A cold breeze wafted up from the river, and they went into single file to go around a group of people who were out walking.
Zoey pulled alongside again. “What makes you think that?”
“A few specific words: watch, gaze, view and window.”
“That’s creepy.”
“At Troy’s, she’s on the ninth floor.”
“He could have binoculars.”
“I thought of that.” Mila was going to recommend sheers or opaque shades for Kassidy’s bedroom window. She was also going to get one of Pinion’s technical guys to encrypt the baby monitor. It was password protected, but she didn’t want to take any chances.
She was gradually meeting the other Pinion agents. It was clear they were surprised by her gender, but they were also polite and professional. A little too polite, but she supposed she couldn’t expect to be one of the guys overnight.
“Does that change your security plan?” Zoey asked.
Mila nodded. “A broad-spectrum plan is different than a plan for a specific threat.”
“Will that impress Troy?”
“Only if he agrees with my analysis. If he doesn’t, it’ll set me back.”
A flock of ducks lifted off the river, quacking as they became airborne.

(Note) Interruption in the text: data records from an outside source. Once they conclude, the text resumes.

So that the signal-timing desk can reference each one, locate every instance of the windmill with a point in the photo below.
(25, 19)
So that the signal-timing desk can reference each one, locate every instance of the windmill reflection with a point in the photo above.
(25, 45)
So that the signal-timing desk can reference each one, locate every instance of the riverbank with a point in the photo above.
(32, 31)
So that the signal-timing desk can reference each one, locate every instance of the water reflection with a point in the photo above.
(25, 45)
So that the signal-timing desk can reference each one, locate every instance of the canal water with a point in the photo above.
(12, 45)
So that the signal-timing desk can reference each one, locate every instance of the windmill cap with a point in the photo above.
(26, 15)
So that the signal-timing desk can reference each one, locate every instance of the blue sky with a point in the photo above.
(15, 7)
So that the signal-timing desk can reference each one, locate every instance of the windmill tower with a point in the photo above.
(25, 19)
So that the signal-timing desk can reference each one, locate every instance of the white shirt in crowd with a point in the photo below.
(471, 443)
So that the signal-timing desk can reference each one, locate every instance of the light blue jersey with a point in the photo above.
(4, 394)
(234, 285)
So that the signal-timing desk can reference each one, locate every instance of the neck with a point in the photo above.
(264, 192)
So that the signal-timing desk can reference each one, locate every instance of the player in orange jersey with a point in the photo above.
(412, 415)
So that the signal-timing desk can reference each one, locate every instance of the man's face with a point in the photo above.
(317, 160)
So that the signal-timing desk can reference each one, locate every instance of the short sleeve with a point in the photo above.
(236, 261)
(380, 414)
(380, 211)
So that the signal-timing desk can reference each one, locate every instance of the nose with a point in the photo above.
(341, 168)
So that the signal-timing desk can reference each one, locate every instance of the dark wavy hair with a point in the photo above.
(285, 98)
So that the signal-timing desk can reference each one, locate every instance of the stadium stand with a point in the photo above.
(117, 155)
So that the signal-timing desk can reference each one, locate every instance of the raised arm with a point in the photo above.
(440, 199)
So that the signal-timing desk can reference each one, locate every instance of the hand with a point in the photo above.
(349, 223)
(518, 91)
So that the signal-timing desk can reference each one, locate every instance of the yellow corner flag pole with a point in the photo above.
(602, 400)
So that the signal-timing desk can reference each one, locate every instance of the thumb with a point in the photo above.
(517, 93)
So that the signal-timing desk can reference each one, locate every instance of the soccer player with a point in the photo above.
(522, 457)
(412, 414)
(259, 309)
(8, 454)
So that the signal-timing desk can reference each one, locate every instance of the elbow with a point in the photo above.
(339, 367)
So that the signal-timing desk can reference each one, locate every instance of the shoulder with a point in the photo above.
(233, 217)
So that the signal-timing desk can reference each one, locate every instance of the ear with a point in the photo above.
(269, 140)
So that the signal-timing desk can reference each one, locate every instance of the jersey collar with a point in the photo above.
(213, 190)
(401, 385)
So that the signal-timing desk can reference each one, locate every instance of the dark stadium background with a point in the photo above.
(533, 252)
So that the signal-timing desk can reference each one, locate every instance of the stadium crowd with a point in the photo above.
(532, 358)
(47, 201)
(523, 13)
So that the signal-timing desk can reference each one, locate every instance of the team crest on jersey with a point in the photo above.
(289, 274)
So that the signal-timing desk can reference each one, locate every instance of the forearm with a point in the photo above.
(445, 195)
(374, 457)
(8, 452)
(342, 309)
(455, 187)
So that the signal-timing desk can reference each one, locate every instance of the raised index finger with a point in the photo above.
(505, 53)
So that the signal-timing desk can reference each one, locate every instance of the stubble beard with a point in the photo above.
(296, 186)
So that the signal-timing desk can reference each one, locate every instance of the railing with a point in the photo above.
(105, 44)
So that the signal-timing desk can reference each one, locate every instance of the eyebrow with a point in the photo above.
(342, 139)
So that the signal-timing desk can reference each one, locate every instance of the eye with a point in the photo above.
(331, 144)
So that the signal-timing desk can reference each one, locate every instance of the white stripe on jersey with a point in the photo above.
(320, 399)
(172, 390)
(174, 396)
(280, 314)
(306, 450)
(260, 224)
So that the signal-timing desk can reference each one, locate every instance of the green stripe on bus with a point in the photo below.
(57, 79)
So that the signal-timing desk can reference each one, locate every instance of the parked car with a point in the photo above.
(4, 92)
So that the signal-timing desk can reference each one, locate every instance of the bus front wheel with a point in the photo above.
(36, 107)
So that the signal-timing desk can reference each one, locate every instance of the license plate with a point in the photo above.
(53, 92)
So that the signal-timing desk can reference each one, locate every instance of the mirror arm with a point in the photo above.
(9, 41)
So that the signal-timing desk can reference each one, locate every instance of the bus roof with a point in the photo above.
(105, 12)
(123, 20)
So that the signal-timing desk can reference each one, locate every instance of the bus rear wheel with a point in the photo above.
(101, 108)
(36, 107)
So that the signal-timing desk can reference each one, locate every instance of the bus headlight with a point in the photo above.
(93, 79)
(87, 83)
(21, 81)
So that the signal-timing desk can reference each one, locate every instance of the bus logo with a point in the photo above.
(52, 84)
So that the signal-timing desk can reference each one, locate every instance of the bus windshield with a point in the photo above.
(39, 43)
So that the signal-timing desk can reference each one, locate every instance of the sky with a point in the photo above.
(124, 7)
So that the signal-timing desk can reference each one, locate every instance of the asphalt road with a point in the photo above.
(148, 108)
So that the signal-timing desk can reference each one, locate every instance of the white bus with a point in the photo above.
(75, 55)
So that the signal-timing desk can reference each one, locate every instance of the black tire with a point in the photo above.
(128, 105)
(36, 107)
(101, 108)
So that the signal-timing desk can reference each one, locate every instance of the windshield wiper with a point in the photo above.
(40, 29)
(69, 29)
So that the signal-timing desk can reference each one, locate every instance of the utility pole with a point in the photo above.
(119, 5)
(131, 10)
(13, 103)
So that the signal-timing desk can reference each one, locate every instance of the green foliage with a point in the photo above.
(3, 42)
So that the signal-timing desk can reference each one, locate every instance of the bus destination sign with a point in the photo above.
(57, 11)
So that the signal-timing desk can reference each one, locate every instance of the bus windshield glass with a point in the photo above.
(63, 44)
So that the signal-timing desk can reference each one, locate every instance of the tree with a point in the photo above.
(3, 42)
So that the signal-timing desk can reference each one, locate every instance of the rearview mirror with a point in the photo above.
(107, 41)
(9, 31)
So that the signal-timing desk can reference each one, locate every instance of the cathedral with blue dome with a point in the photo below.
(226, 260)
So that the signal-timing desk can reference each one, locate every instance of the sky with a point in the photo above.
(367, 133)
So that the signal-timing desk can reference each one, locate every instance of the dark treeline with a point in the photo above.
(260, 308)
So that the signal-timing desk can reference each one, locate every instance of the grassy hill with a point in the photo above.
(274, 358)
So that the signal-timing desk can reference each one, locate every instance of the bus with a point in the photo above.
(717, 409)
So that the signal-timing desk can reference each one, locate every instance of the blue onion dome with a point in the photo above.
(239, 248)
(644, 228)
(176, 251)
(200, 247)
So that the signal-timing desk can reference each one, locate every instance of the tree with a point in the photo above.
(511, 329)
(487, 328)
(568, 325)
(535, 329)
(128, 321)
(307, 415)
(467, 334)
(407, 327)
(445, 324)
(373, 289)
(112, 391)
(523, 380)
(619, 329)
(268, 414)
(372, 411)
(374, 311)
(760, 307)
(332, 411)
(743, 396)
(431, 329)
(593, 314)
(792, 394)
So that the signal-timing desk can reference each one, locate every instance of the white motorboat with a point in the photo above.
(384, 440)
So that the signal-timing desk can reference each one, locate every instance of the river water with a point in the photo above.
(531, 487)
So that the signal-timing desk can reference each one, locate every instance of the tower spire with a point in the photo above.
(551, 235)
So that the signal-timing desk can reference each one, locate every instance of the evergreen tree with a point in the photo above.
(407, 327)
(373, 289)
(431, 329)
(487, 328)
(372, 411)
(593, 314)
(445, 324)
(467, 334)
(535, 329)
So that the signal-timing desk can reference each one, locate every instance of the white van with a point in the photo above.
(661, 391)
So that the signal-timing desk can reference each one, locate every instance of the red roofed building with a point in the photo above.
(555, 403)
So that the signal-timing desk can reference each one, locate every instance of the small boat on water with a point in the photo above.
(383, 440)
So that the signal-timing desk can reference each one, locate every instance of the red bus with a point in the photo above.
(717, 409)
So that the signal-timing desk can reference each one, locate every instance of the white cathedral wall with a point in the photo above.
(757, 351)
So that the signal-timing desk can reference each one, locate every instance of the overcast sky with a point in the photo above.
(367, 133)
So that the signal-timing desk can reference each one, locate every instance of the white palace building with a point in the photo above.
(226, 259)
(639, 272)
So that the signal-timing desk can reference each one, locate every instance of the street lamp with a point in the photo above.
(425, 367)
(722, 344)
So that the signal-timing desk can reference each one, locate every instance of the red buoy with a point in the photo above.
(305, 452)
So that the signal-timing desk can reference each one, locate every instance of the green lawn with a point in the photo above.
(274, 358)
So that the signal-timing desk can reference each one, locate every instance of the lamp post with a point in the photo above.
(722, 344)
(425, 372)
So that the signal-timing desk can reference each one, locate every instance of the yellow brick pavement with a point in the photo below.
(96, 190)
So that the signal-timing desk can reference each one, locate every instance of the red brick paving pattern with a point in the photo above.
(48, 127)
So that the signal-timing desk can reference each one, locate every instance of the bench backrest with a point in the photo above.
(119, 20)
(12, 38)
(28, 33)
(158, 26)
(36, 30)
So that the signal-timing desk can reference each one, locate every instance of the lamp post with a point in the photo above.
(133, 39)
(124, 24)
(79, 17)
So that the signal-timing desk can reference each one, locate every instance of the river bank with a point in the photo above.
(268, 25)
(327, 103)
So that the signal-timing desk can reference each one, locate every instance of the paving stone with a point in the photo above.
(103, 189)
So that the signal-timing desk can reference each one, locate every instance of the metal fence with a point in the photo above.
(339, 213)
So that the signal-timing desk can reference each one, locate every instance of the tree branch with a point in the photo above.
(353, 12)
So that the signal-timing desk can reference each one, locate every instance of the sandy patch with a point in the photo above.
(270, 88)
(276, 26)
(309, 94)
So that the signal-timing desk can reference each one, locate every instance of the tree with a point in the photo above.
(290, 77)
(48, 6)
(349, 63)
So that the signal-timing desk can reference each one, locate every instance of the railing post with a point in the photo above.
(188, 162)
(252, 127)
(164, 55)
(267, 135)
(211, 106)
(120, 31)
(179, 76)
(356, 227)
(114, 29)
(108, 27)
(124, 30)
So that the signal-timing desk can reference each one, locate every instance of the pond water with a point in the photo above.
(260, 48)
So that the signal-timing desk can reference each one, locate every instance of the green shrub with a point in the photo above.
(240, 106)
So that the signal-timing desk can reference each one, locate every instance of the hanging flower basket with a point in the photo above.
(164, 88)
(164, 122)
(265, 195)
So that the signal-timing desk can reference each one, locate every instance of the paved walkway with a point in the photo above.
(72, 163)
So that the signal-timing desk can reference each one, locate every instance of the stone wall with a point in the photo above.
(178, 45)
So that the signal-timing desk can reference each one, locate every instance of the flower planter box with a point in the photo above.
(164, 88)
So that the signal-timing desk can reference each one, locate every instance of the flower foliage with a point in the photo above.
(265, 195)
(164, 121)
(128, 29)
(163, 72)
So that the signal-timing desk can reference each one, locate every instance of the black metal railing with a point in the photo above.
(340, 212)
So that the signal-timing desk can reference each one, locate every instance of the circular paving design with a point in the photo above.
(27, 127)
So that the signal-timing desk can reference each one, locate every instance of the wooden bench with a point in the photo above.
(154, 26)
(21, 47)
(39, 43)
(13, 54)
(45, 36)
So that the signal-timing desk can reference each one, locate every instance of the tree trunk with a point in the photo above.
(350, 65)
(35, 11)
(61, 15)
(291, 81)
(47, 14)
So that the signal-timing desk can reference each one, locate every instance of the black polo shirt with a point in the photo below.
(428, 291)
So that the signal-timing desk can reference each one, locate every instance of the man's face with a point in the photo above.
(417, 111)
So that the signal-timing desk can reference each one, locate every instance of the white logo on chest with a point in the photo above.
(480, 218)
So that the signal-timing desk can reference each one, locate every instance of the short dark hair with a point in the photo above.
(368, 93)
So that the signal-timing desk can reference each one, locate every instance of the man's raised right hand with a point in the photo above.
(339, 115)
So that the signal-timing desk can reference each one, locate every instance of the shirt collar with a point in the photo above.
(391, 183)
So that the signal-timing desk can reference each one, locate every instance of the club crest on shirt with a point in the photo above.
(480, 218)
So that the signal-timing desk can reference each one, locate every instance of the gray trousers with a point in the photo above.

“Could you do two plans?” asked Zoey. “One for each scenario?”
“That’ll show a lack of commitment and a lack of faith in my own analysis. The safe route is a broad-spectrum plan. The high-risk, high-reward approach is to go with my analysis and focus on the specific threat.”
“If not for Troy—if you weren’t second-guessing yourself based on his reaction—what would you do?”
“Specific threat,” Mila said without hesitation.
There was something off about MeMyHeart. And Mila couldn’t get the guy in the blazer out of her mind. He might have been just another fan, but there’d been something too intent in his expression. He might have been looking for an autograph for his CD, but he had also been annoyed. Had he been annoyed at Kassidy, at someone around her, at the situation?
“There’s your answer,” said Zoey. “Trust your instincts. Don’t let him get under your skin. Sure, he knows his stuff. But so do you.”
“I wish I had more concrete facts. The last thing Troy wants to hear is that it’s a woman’s intuition.”
“A woman’s intuition—anybody’s intuition—is the sum of concrete microfacts, filtered by your subconscious. Just because the conscious part of your brain hasn’t yet figured something out doesn’t mean it’s not true.”
Mila couldn’t help but smile.
“What?” asked Zoey.
“I’m trying to picture Troy keeping quiet long enough for me to explain the psychological origins of intuition.”
“I think your real problem will be keeping his primitive brain from drowning out everything else.” Zoey affected a deep, pounding voice. “Sexy woman, must have her.”
“I asked him,” said Mila.
“Asked him what?”
“If he didn’t hire women because he couldn’t keep his hands off them.”
Zoey grinned in the sunshine. “That won’t help you get a job, but I like your style.”
“It was an honest question.”
It probably wasn’t the wisest question in the world. But at the time, Mila had been serious. Kassidy had described Troy as a player. He obviously liked women, a lot of women, evidently.
A pulse of jealously pushed into her brain. She quashed it. Troy’s sex life was entirely his own business. She only wanted him to take her seriously as a security agent. This sexual attraction to him would wear off. It had to wear off.
“Did he give you an honest answer?” asked Zoey.
“He did. He told me he had enormous self-control. He seemed sincere. You know, according to my woman’s intuition.”
“Then he’s got it bad for you.”
Mila found herself looking down at her incredibly ordinary figure, clad in gray yoga pants, a worn T-shirt, scuffed runners and a unisex windbreaker. Her hair was thrown into a ponytail, and she’d left the house without makeup. Again.
“Why?” she asked her sister. “It’s not like I’m you.”
Zoey rolled her eyes. “The sum of concrete microfacts, filtered by his subconscious.”
“Telling him what?”
“That you’d give him healthy children.”
“Whoa.” Mila’s bike wobbled, and it took her a moment to recover.
“Or that you could defend the family and the village. That you could skin and cook the mastodon. Our primitive drivers are our primitive drivers. We can’t control them.”
“I’m not skinning anything. And I don’t think I’m interested in being any man’s fit and healthy specimen of a childbearing woman.”